A father of nine I knew took the free money until his last child got a job: only then, once government largesse dwindled, did he enter the workforce himself.
We Americans are used to – and continue to demand - a higher standard of living than we actually deserve. Alabama’s tomato growers complain that since the state introduced tough anti-wetback laws they can no longer find pickers.
This situation is true throughout Georgia. Ours is still a rural state with agriculture its chief industry.
Of course the help is there but the farmers must now pay more. A whole lot more. Georgia’s berries and peaches and Vidalia onions will be too expensive on the open market. Folks prefer to buy cheap foreign vittles.
I’m guessing the farmers pay $5 or $6 an hour with no benefits, an amount barely capable of sustaining a human life. Astoundingly, immigrant wives, and oftentimes whole families, have been surviving on the earnings of one  picker. With the wife also working, many more laborers earned enough to send cash regularly to their families south of the border.

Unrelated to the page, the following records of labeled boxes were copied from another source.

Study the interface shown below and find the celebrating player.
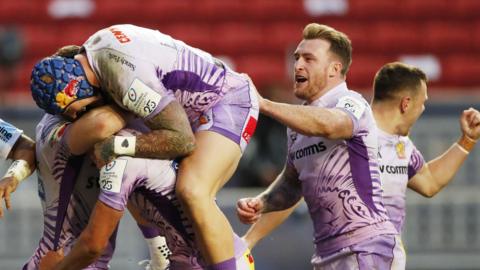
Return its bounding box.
[32,25,258,269]
[234,24,405,269]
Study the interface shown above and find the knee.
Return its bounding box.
[175,182,213,209]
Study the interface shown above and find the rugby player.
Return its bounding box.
[38,130,254,270]
[32,25,258,269]
[0,119,35,218]
[234,23,404,269]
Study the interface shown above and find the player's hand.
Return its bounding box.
[38,249,64,270]
[237,198,264,224]
[460,108,480,140]
[93,136,117,169]
[242,73,265,109]
[0,176,19,218]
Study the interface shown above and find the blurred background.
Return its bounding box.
[0,0,480,270]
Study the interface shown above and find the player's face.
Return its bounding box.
[293,39,333,102]
[63,95,103,121]
[407,81,428,132]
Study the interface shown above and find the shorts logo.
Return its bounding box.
[98,159,127,193]
[128,89,137,102]
[0,126,13,142]
[198,114,210,125]
[242,116,257,143]
[105,160,115,172]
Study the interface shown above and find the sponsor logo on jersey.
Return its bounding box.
[242,116,257,143]
[336,96,365,119]
[0,126,13,142]
[395,142,406,159]
[290,142,327,160]
[108,27,130,44]
[379,165,408,174]
[108,52,137,71]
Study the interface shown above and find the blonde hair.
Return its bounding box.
[303,23,352,76]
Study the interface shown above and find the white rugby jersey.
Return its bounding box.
[83,25,235,123]
[0,119,23,160]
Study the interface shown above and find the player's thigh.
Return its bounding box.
[177,131,242,196]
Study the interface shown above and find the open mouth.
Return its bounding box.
[295,75,307,83]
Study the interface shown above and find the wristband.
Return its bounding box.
[3,159,32,182]
[457,135,477,154]
[113,136,137,156]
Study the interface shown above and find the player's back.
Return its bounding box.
[84,25,249,123]
[24,114,111,269]
[378,129,423,233]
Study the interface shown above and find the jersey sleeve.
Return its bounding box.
[0,119,23,160]
[408,146,425,180]
[98,157,142,211]
[87,48,175,119]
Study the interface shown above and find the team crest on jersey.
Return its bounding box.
[48,123,68,146]
[198,114,210,125]
[395,142,406,159]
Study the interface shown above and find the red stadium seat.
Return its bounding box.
[369,21,425,54]
[399,0,455,20]
[423,22,473,53]
[260,22,305,53]
[235,54,288,88]
[347,54,397,90]
[347,0,403,20]
[441,52,480,87]
[212,23,264,54]
[448,0,480,18]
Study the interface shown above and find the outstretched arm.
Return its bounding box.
[242,201,301,249]
[237,164,302,227]
[40,201,123,270]
[0,134,35,218]
[408,108,480,197]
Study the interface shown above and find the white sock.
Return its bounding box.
[145,236,171,270]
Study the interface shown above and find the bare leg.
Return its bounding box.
[176,131,242,264]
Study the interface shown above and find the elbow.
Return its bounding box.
[80,235,108,263]
[181,133,196,156]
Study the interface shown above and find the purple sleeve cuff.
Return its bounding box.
[145,95,175,120]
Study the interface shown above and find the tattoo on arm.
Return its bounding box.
[261,164,302,213]
[135,101,195,159]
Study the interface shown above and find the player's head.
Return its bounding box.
[30,56,99,117]
[372,62,428,135]
[294,23,352,101]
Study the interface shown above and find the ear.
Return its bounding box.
[400,96,412,113]
[328,61,343,78]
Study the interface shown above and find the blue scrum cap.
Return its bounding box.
[30,56,97,114]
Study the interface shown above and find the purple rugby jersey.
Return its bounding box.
[287,83,397,256]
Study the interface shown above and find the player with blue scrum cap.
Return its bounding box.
[32,25,258,269]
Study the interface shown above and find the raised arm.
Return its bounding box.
[0,134,35,218]
[408,108,480,197]
[242,200,301,249]
[260,99,353,139]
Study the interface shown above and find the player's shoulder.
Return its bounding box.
[36,114,69,148]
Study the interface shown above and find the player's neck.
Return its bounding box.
[372,103,402,135]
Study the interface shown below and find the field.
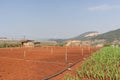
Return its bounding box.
[65,47,120,80]
[0,46,99,80]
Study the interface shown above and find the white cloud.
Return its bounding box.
[88,4,120,11]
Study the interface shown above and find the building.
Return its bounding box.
[21,40,34,47]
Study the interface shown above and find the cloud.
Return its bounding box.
[88,4,120,11]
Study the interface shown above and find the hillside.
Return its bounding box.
[68,31,99,41]
[92,29,120,42]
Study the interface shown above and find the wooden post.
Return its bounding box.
[65,47,68,63]
[23,50,26,59]
[89,46,91,53]
[82,48,83,56]
[51,47,53,54]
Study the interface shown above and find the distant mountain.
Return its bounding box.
[68,31,100,41]
[93,29,120,42]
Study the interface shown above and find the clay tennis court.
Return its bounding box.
[0,46,99,80]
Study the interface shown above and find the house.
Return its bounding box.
[66,40,81,46]
[21,40,34,47]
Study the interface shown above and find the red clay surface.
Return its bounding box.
[0,46,98,80]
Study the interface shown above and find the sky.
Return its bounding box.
[0,0,120,39]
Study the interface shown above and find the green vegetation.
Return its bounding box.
[64,47,120,80]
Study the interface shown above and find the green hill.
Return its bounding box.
[92,29,120,42]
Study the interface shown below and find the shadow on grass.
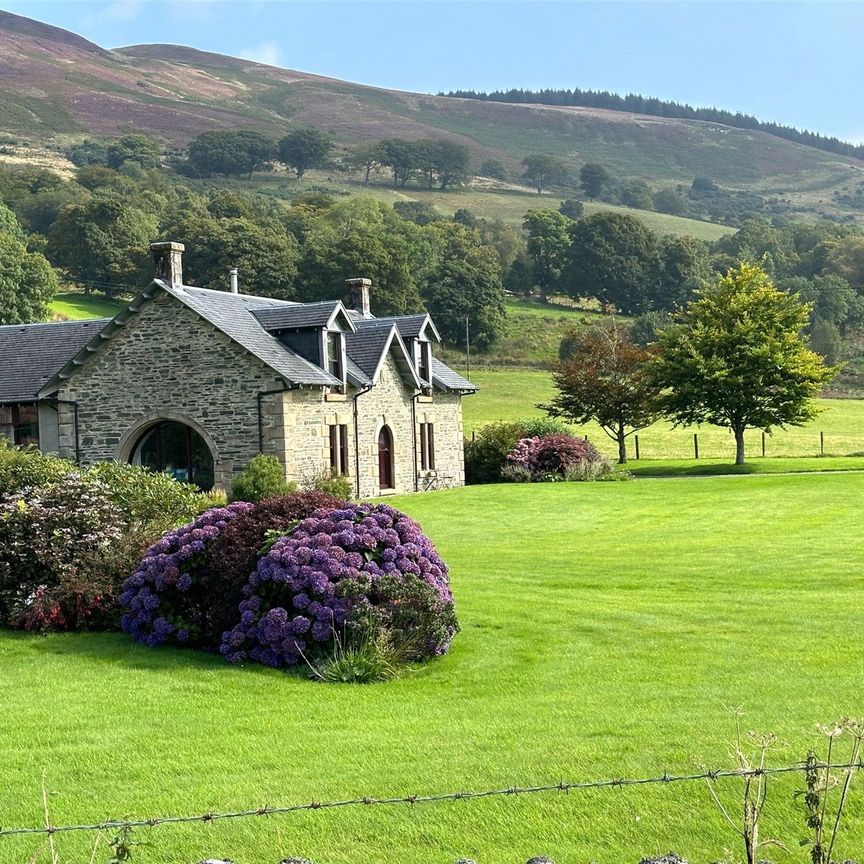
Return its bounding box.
[0,629,294,680]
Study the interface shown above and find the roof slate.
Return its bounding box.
[27,279,477,402]
[0,318,111,403]
[345,324,393,381]
[432,357,477,393]
[252,300,341,331]
[161,282,341,387]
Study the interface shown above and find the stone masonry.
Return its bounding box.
[52,292,472,497]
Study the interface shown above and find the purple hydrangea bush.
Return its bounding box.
[221,503,458,668]
[507,433,603,481]
[119,501,253,647]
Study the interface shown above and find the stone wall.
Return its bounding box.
[357,351,416,497]
[50,293,465,497]
[417,390,470,491]
[58,293,282,488]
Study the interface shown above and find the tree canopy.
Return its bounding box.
[562,211,659,315]
[540,320,659,464]
[279,128,333,180]
[522,153,567,195]
[652,262,836,465]
[187,129,277,177]
[0,230,57,324]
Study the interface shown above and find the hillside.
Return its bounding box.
[0,12,864,216]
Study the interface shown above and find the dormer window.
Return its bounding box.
[417,342,432,384]
[326,330,345,391]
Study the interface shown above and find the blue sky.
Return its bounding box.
[6,0,864,142]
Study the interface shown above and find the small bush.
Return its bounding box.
[87,462,212,533]
[0,438,78,497]
[0,470,129,630]
[119,501,253,647]
[221,504,458,667]
[309,473,354,501]
[465,417,569,484]
[564,456,616,482]
[231,456,297,502]
[502,434,603,482]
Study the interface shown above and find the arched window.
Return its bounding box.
[129,420,213,491]
[378,426,396,489]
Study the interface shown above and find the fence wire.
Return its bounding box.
[0,761,864,837]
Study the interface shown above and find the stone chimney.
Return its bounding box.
[150,242,186,285]
[345,279,372,318]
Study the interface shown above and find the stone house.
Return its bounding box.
[0,243,476,496]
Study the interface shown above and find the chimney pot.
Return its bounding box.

But $5 for an American? Un gran insulto! It’s below the poverty line. Forget subsistence - we want to live! There’s work to be had in ghastly conditions but who needs squalor!
Over to construction, perhaps hanging drywall at $15 an hour, but the housing boom is all wheezed out and there’s now a surplus of homes for sale. Roofs need constant repair and replacement, so maybe roofing, but it’s exhausting and uncomfortable. To the chicken factories where the wage might be $10.50 an hour but the work can be nauseating.
Still, these are jobs to be had.  And that’s the sad situation here: undesirable drudgery paying peanuts is plentiful, but none of us wants to live like that.
Those who refuse to work are quite different from those who can’t find employment. Two entirely separate breeds. So here, which has likely been suggested someplace else already, is one solution:
Turning down your third job offer reduces your benefits and you’re placed on a national Unwilling To Work registry. I’ll add that if you still remain idle you’re issued a droopy gaucho mustache, sombrero and bus ticket to Juarez. Adiós amigo. See if Mexico will have you.


© 2012 Fred Wehner is a journalist formerly with the Daily Mail in London, who then founded and ran the New York News Agency before settling in Monroe 21 years ago.